La qualità soddisfa gli obiettivi del tuo sito web?

Quando mettiamo in rete il nostro sito web rendiamo disponibili informazioni potenzialmente a milioni di navigatori con cultura, interessi, esigenze e curiosità differenti tra loro.

La presenza di strumenti di pubblicazione sempre più sofisticati e accessibili – anche a chi non ha alcuna esperienza di programmazione – consente a chiunque di creare il proprio sito.

Quale obiettivo ti sei fissato quando hai deciso di creare il tuo sito web?

Creare un buon sito in funzione della diversità del nostro pubblico non è cosa semplice. Se in alcuni casi possiamo permetterci il lusso di creare un sito solo per soddisfare il nostro ego e – di conseguenza – destinato solo ad un numero ristretto di visitatori, lo stesso non si può fare considerando un sito aziendale destinato a veicolare prodotti, informazioni o entrambi al fine di raggiungere di uno scopo commerciale.
Dato che non tutte le aziende hanno al proprio interno le risorse e il know-how necessario alla realizzazione di siti ed e-commerce, devono affidarsi ad aziende esterne aspettandosi dei risultati che non sempre arrivano.

Come fare a capire se il sito web che ti hanno creato sia di qualità?

Nel valutare la qualità di un sito diversi sono gli aspetti da tenere in considerazione: aspetti tecnici, come la facilità di navigazione all’interno del sito, la velocità di accesso, la compatibilità con diversi browser e differenti device; aspetti legati alle funzionalità offerte dal sito, ad esempio, la velocità delle procedure di acquisto.

Come si “valuta” un sito web?

Diversi sono i modelli di misura e prima di sceglierne uno bisogna tenere presente alcune considerazioni:

  • la qualità del sito dipende sia dai processi con il quale è stato creato sia dal prodotto finale;
  • le persone coinvolte nel progetto di un sito web hanno diverse competenze e alcuni tendono ad ignorare aspetti e caratteristiche di altri;
  • la natura dei siti web differisce da quella dei software tradizionali; ad esempio la velocità conta più della presentazione delle informazioni che a loro volta contano più dei contenuti.

Sulla base di queste considerazioni, un buon modello di analisi deve:

  • essere generale, in modo che possa essere applicato a diversi tipi di siti: aziendali, individuali, educativi, per applicazioni Business to Business (B2B) o Business to Consumer (B2C), ecc…
  • deve essere indipendente dal settore, in modo che possa essere applicato a qualunque ambito, dal turistico alla pubblica amministrazione;
  • non deve richiedere competenze troppo specialistiche né di tipo informatico, né di marketing o di comunicazione multimediale.

Le question words

Per soddisfare questi requisiti si è arrivati a generare un modello a partire dai principi della retorica classica (compito della retorica è scoprire e spiegare le regole della comunicazione): il modello 2QCV2Q, anche conosciuto nel giornalismo come la regola delle cinque W, alla quale va aggiunta la H di How che sta per Quomodo e che, insieme alle altre iniziali, identificano il modello ciceroniano:

  • Identità (Identity) > QUIS? Chi (Who)
  • Contenuto (Content) > QUID? Che cosa (What)
  • Servizi (Services) > CUR? Perché (Why)
  • Localizzazione (Individuation) > UBI? Dove (Where)
  • Gestione (Management) > QUANDO? Quando (When)
  • Fruibilità (Usability) > QUOMODO? Come (How)

Il tuo sito web risponde alle question words?

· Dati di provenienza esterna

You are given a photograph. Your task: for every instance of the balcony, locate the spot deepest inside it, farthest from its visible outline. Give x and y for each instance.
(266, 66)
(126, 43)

La progettazione di un sito può essere pensata come una serie di risposte alle domande del modello ciceroniano e consente di organizzare sia il contenuto che gli strumenti necessari ad una corretta ed agevole fruizione dell’informazione stessa, e di prevedere le scelte dell’utente.
In altri termini, si può individuare se già nella fase di progettazione è stato considerato il percorso ideale dell’utente e creare documenti ipertestuali collegati tra loro in modo tale da facilitarne la consultazione e ridurre i problemi di disorientamento.
Ad ogni modo, prima della valutazione di un sito, si rende sempre necessaria la personalizzazione del modello adeguandolo alle finalità del sito e ai suoi obiettivi.

Perché è necessario analizzare il proprio sito web?

I motivi possono essere differenti: dalla partecipazione ad un concorso alla necessità di determinare se l’investimento effettuato corrisponde a quanto ricevuto. Spesso si ricorre all’analisi quando non si ottengono i risultati desiderati – ad esempio nel caso di un e-commerce.
L’analisi, insieme ad altre valutazioni, diventa indispensabile per determinare le cause che non consentono lo sviluppo del proprio business.